Господинъ Вольнофъ принялъ съ улыбкою это странное признаніе; и та же самая меланхолическая улыбка играла раза два на его серіозномъ лицѣ, въ то время какъ онъ, сидя у постели больнаго, отводилъ у него съ горячаго лба мягкіе, кудрявые волосы и сравнивалъ это прекрасное, то блѣдное, то раскраснѣвшееся лицо съ другимъ лицомъ, которое казалось ему когда-то идеаломъ всего прекраснаго и неизгладимо напечатлѣлось въ его сердцѣ.

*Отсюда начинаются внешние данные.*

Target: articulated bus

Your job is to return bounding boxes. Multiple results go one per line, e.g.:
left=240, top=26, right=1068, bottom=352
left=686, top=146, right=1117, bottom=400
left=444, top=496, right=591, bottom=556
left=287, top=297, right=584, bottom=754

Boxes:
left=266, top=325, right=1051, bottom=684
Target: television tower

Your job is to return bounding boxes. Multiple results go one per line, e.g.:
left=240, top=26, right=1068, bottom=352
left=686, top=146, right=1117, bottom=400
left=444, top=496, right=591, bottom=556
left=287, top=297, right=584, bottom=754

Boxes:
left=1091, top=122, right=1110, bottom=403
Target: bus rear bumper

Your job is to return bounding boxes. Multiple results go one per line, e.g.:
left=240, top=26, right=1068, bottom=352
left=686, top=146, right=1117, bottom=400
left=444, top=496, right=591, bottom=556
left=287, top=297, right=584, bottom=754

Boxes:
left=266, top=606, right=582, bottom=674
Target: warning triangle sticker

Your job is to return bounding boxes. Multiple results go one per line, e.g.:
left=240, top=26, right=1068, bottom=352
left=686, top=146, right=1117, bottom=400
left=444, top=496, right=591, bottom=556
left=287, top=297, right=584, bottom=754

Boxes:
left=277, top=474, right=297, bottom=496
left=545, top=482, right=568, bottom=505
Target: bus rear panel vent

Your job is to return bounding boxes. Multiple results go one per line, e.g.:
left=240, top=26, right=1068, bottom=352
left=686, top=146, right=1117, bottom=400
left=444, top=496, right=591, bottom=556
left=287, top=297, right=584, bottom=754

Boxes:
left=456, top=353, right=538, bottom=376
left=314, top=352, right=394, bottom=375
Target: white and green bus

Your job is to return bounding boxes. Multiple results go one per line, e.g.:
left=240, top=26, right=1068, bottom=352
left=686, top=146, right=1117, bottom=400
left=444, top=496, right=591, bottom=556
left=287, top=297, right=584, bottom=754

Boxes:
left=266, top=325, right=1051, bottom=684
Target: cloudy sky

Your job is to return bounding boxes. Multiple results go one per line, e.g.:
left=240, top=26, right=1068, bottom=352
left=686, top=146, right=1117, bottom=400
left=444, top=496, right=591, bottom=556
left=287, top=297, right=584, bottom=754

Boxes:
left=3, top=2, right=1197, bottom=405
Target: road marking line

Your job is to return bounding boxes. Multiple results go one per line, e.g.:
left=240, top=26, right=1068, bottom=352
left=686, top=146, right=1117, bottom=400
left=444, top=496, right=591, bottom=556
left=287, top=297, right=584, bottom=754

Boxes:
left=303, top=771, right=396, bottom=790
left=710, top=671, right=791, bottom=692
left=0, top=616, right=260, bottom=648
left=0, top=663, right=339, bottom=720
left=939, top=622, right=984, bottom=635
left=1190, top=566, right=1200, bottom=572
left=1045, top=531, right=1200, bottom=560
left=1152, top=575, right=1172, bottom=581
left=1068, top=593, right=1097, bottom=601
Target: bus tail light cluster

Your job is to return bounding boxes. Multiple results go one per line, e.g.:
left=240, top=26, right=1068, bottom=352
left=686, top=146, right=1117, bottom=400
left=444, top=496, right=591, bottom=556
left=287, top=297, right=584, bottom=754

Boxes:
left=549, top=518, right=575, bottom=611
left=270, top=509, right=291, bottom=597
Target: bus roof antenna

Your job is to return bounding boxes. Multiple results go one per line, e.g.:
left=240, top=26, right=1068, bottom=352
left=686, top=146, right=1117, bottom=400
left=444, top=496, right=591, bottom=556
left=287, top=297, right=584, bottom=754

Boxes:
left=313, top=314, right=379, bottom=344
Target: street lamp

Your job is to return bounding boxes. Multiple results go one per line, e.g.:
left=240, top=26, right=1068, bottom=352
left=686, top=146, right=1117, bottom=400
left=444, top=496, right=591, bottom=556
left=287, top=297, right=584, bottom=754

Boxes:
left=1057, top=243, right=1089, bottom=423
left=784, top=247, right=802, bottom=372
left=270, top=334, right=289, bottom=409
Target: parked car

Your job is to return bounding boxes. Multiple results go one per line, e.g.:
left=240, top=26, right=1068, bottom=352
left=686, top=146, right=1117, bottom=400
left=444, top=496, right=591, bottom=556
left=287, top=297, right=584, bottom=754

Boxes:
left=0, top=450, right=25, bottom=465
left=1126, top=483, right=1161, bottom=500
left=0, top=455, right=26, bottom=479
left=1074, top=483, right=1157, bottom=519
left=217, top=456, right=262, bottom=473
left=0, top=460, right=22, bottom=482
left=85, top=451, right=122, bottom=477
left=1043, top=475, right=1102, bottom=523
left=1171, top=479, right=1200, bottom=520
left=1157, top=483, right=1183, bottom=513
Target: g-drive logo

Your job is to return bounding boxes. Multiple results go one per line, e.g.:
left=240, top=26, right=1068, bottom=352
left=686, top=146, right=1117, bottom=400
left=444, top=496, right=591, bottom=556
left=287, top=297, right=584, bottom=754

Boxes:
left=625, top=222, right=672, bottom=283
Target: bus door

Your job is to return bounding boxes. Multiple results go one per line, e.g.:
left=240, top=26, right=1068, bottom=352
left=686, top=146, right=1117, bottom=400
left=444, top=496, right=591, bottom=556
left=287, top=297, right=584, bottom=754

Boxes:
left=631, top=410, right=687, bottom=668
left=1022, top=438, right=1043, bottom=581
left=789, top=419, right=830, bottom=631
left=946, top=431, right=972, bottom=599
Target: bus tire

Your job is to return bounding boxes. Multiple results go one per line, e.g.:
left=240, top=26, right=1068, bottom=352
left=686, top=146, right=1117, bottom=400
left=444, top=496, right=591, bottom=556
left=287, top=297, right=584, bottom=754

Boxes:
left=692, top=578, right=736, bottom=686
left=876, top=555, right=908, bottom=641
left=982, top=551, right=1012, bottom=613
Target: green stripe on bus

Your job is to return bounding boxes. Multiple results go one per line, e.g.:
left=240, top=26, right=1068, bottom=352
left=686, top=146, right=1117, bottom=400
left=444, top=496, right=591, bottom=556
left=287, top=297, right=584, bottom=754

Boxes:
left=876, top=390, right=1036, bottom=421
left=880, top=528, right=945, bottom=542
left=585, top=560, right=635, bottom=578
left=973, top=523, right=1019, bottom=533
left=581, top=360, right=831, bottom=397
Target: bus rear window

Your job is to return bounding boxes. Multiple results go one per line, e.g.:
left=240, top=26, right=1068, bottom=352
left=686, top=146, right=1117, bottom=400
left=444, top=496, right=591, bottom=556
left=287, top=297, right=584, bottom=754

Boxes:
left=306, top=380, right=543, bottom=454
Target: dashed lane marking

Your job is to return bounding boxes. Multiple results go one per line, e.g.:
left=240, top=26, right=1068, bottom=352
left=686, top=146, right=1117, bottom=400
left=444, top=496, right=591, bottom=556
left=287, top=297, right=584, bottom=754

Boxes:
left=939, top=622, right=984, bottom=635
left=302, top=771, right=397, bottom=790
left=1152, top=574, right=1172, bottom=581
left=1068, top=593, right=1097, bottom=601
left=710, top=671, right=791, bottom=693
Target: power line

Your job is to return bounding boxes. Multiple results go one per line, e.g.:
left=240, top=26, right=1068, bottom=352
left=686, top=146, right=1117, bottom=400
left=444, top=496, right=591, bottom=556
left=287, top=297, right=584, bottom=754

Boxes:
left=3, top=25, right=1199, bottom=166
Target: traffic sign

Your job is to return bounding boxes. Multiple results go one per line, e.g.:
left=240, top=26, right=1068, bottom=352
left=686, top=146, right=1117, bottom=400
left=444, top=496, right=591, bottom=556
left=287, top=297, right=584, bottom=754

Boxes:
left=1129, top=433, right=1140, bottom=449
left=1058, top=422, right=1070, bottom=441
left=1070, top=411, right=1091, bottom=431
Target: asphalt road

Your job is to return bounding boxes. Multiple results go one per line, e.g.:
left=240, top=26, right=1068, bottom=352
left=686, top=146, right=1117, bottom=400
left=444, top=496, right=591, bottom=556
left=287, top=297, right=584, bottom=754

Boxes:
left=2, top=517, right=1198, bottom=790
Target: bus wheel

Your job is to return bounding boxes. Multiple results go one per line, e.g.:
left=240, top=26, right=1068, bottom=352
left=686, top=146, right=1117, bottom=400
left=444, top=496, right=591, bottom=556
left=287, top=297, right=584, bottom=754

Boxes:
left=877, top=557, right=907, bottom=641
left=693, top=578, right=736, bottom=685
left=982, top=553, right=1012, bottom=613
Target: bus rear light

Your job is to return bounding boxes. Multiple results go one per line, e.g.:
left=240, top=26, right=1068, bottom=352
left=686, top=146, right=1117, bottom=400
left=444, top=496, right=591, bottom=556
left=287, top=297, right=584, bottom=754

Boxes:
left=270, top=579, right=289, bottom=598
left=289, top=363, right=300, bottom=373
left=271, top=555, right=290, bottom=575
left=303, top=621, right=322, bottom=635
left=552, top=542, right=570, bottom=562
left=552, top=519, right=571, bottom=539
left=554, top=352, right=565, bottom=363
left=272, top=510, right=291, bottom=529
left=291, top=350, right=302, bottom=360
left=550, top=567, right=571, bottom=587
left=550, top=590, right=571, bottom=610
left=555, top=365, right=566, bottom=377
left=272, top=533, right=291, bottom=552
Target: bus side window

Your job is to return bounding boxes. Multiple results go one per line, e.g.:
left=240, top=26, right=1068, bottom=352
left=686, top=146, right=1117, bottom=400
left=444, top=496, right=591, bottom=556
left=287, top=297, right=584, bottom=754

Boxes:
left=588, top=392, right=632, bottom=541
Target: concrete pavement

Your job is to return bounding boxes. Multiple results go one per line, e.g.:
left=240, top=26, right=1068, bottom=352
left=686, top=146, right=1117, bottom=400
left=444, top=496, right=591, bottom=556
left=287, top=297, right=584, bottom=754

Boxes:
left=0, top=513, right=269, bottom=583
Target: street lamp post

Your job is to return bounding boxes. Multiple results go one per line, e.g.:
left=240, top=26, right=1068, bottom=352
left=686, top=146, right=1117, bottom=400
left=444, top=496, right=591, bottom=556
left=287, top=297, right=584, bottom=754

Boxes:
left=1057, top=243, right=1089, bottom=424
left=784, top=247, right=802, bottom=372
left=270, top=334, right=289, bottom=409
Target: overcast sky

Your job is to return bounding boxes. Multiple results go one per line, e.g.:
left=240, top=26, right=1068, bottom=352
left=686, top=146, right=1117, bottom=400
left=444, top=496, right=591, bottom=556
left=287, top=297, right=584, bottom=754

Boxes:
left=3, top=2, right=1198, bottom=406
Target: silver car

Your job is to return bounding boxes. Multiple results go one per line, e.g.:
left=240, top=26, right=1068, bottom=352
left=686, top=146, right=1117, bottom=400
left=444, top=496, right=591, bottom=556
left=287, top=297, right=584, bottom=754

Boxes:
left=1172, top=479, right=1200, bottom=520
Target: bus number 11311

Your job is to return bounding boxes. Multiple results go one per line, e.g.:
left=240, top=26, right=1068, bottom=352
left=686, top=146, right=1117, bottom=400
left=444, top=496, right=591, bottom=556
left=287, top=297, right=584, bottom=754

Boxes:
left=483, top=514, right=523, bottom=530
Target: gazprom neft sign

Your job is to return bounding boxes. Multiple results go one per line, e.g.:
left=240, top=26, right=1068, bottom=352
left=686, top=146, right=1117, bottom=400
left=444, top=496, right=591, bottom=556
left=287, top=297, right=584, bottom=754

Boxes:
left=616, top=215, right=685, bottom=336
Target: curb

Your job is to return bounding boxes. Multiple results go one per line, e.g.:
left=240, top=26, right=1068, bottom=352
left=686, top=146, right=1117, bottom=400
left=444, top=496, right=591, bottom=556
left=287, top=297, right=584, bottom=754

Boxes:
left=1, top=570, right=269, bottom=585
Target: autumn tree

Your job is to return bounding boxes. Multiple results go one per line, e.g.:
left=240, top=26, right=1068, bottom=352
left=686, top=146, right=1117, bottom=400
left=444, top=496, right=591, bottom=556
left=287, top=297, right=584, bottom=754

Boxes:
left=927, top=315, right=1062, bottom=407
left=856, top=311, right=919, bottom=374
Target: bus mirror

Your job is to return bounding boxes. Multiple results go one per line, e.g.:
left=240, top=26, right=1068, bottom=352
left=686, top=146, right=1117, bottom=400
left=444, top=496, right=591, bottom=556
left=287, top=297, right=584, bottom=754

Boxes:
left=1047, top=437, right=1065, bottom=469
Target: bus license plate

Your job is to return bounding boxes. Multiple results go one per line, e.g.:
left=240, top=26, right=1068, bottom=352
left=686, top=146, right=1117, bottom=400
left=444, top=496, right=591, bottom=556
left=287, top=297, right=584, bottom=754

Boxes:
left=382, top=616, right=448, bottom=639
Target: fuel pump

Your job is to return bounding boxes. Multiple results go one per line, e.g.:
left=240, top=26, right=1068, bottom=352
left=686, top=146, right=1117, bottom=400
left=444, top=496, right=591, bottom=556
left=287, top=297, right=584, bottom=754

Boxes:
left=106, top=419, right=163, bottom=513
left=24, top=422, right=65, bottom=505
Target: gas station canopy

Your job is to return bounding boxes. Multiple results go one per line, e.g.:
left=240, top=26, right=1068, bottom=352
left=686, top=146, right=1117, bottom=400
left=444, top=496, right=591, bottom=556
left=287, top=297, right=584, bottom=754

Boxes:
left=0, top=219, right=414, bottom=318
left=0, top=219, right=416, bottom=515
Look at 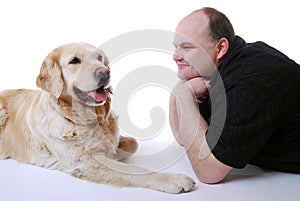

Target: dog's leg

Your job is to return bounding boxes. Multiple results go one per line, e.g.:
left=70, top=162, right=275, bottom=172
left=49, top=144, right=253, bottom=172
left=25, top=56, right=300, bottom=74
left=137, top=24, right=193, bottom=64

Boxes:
left=69, top=154, right=195, bottom=194
left=116, top=136, right=138, bottom=161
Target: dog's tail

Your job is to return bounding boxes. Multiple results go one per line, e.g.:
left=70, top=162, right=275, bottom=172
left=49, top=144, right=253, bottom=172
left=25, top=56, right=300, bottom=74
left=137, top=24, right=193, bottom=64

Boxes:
left=0, top=101, right=8, bottom=133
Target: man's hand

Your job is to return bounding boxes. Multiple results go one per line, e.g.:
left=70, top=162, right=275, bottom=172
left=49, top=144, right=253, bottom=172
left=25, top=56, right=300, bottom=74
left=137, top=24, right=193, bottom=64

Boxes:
left=186, top=77, right=210, bottom=103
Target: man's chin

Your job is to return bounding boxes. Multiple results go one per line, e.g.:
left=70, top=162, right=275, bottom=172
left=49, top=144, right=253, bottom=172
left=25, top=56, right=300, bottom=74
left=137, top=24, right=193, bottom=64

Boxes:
left=177, top=73, right=201, bottom=81
left=177, top=72, right=189, bottom=81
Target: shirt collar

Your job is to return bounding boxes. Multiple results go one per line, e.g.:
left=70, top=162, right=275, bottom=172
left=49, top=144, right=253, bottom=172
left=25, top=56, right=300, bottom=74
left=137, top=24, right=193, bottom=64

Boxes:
left=210, top=36, right=246, bottom=86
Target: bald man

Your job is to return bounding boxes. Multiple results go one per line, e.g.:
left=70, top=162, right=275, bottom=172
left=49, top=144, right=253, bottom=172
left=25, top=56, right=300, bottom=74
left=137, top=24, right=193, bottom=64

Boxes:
left=170, top=7, right=300, bottom=184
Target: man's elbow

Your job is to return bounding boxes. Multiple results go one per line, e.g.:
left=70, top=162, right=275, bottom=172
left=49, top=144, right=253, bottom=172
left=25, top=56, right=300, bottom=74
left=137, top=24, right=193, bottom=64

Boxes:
left=192, top=160, right=232, bottom=184
left=195, top=171, right=226, bottom=184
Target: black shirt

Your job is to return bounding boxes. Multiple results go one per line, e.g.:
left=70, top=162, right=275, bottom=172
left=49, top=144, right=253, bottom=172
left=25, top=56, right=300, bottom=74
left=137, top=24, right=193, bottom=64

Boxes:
left=204, top=36, right=300, bottom=173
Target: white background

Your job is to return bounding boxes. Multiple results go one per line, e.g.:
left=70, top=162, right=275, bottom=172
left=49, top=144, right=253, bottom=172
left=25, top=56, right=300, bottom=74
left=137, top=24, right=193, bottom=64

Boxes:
left=1, top=0, right=299, bottom=91
left=0, top=0, right=300, bottom=200
left=0, top=0, right=299, bottom=90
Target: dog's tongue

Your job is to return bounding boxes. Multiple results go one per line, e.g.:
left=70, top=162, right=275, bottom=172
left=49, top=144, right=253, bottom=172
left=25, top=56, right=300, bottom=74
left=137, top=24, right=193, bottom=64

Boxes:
left=87, top=89, right=107, bottom=103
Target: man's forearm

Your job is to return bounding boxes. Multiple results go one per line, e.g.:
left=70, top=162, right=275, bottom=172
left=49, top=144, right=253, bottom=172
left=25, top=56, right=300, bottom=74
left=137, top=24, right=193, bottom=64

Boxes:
left=169, top=93, right=183, bottom=146
left=174, top=86, right=208, bottom=147
left=173, top=83, right=232, bottom=183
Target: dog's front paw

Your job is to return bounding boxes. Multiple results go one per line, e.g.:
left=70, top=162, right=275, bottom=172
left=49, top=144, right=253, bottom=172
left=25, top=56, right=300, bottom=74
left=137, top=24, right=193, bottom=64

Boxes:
left=154, top=173, right=196, bottom=194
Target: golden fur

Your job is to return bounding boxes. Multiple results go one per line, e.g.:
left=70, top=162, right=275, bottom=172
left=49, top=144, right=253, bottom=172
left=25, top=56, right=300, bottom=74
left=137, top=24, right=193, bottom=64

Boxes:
left=0, top=43, right=195, bottom=193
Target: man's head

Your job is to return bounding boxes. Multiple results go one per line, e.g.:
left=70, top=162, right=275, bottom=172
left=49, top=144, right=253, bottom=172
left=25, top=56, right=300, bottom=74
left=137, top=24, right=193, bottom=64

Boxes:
left=173, top=7, right=235, bottom=80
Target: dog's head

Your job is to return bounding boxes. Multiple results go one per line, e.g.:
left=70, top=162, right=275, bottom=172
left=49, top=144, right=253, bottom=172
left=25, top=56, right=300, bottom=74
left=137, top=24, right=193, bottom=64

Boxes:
left=36, top=43, right=112, bottom=106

И много странныхъ думъ пробуждали въ немъ эти воспоминанія, когда онъ сидѣлъ такимъ образомъ въ долгіе, тихіе часы; думы эти согрѣвали его сердце, но онъ гналъ ихъ отъ себя, потому-что они потрясали ту твердую почву, гдѣ онъ поставилъ себя и свой домъ и гдѣ онъ долженъ бытъ крѣпко держаться, если не хотѣлъ, чтобы и онъ самъ, и все что было ему ввѣрено, разлетѣлось какъ прахъ по вѣтру. Нѣтъ, нѣтъ! Не только Богу подобало рѣшить, что сдѣланное имъ дѣло -- дѣло хорошее, но и человѣкъ долженъ имѣть право говорить такъ о своемъ созданіи, долженъ имѣть возможность сказать это, если желаетъ сохранить силы и мужество, необходимыя для того, чтобъ сберечь сдѣланное. Онъ избралъ свою часть; лучшая она или худшая? все равно! онъ избралъ -- ее и конецъ. Не лучшія -- худшія натуры тѣ, которыя все еще думаютъ придти къ какому нибудь рѣшенію, когда все уже давно рѣшено.